Cronaca

Tamoil, processo 'madre', chieste le condanne: 13 anni la pena più alta

Dopo una requisitoria di 8 ore, spalmata nelle giornate di mercoledì 21 maggio e oggi, il pm Fabio Saponara ha chiesto le pene per i cinque manager a processo nel procedimento principale della Tamoil. Le accuse sono quelle di avvelenamento delle acque (quello più grave contestato dal 2001 al 2012) e l’omessa bonifica. Si va da un minimo di sei anni e 8 mesi ad un massimo di 13 anni, pene già ridotte di un terzo per il rito abbreviato con cui si celebra il processo.

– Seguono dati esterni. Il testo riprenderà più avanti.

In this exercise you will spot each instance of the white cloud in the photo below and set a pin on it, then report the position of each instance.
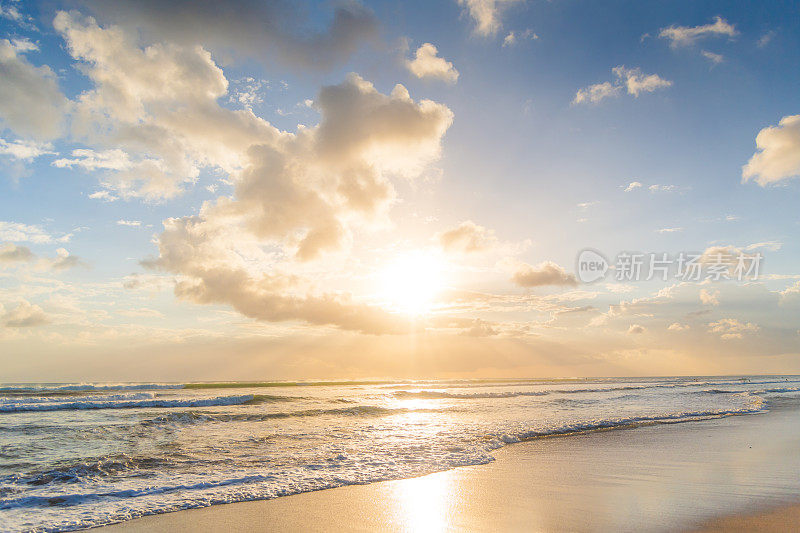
(688, 35)
(731, 328)
(661, 188)
(31, 103)
(791, 292)
(486, 14)
(300, 193)
(709, 297)
(24, 150)
(595, 93)
(466, 238)
(25, 315)
(427, 64)
(266, 31)
(130, 223)
(11, 253)
(17, 232)
(514, 37)
(715, 59)
(152, 117)
(765, 39)
(636, 83)
(91, 160)
(64, 261)
(545, 273)
(630, 80)
(778, 155)
(770, 246)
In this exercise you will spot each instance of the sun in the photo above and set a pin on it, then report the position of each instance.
(410, 282)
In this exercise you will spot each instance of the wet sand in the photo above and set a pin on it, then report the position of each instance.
(737, 473)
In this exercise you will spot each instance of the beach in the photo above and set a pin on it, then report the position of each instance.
(730, 473)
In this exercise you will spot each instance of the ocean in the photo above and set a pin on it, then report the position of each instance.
(81, 455)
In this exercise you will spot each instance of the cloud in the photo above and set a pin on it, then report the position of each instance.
(715, 59)
(24, 150)
(791, 292)
(486, 14)
(91, 160)
(770, 246)
(466, 238)
(778, 155)
(688, 35)
(427, 64)
(636, 83)
(25, 315)
(11, 253)
(64, 261)
(300, 193)
(731, 328)
(766, 39)
(596, 93)
(545, 273)
(151, 116)
(17, 232)
(514, 37)
(31, 103)
(630, 80)
(661, 188)
(709, 297)
(264, 30)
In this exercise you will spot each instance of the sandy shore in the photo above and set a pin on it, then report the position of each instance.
(718, 475)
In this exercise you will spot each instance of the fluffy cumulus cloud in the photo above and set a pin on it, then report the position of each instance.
(468, 237)
(731, 328)
(427, 64)
(778, 155)
(514, 37)
(151, 118)
(545, 273)
(630, 80)
(19, 232)
(299, 194)
(260, 29)
(486, 14)
(31, 104)
(25, 150)
(11, 253)
(688, 35)
(24, 315)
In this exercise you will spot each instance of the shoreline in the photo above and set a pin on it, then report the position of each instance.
(702, 475)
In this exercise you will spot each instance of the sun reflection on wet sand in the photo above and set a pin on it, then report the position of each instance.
(425, 504)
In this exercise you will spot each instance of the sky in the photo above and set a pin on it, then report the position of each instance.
(337, 190)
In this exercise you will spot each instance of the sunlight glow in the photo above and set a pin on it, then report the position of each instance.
(411, 282)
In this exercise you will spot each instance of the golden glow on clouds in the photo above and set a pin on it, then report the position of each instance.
(411, 281)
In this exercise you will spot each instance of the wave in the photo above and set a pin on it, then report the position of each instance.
(756, 392)
(437, 395)
(84, 387)
(20, 407)
(361, 410)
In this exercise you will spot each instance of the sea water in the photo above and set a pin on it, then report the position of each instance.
(81, 455)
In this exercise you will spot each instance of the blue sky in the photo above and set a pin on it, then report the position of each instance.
(283, 202)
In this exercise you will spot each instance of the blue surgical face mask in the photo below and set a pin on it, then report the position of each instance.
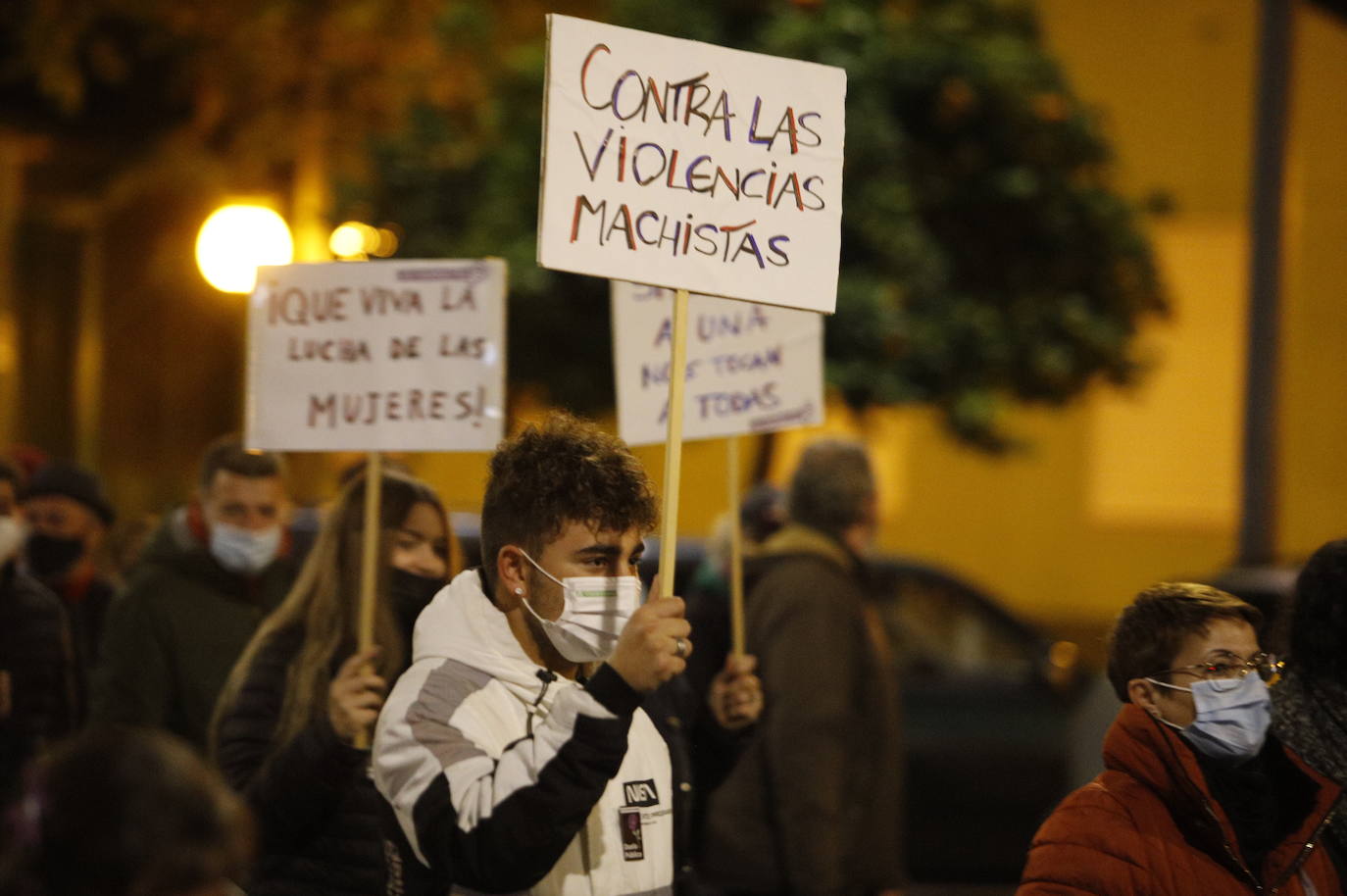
(1232, 717)
(244, 551)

La pena più alta è stata chiesta per Enrico Gilberti, di Robecco d’Oglio, amministratore delegato dal 2001 al 2004 della Tamoil Raffinazione e di preposto dal 1999 al 2006 e dal 2007 in poi. Per lui, 13 anni di reclusione, 4 mesi di arresto e 6.000 euro di ammenda (pena iniziale di 19 anni, sei mesi di arresto e 9.000 euro di ammenda);

Per Mohamed Saleh Abulaiha, libico, direttore generale della Tamoil Raffinazione dal 2007, il pm ha chiesto 11 anni di reclusione, quattro mesi di arresto e 6.000 euro di ammenda (pena iniziale di 16 anni, sei mesi di reclusione più sei mesi di arresto e 9.000 euro di ammenda);

Per Giuliano Guerrino Billi, di Cremona, amministratore delegato della Tamoil Raffinazione dal 1999 al 2001 e della Tamoil Italia dal 1999 al 2004, il pm ha chiesto 10 anni di reclusione (pena iniziale di 15 anni);

Per Ness Yammine, libanese, amministratore delegato dal 2006 della Tamoil Raffinazione e amministratore delegato e direttore generale della Tamoil Italia, chiesti 9 anni di reclusione, due mesi di arresto e 4.000 euro di ammenda (pena iniziale 13 anni e sei mesi di reclusione, più tre mesi di arresto e 6.000 euro di ammenda);

Infine per Pierluigi Colombo, di Abbiategrasso, direttore generale della Tamoil Raffinazione nel periodo 2006/2007, il pm ha chiesto 6 anni e 8 mesi di reclusione più due mesi di arresto e 4.000 euro di ammenda (pena iniziale 10 anni di reclusione più 3 mesi di arresto e 6.000 euro di ammenda).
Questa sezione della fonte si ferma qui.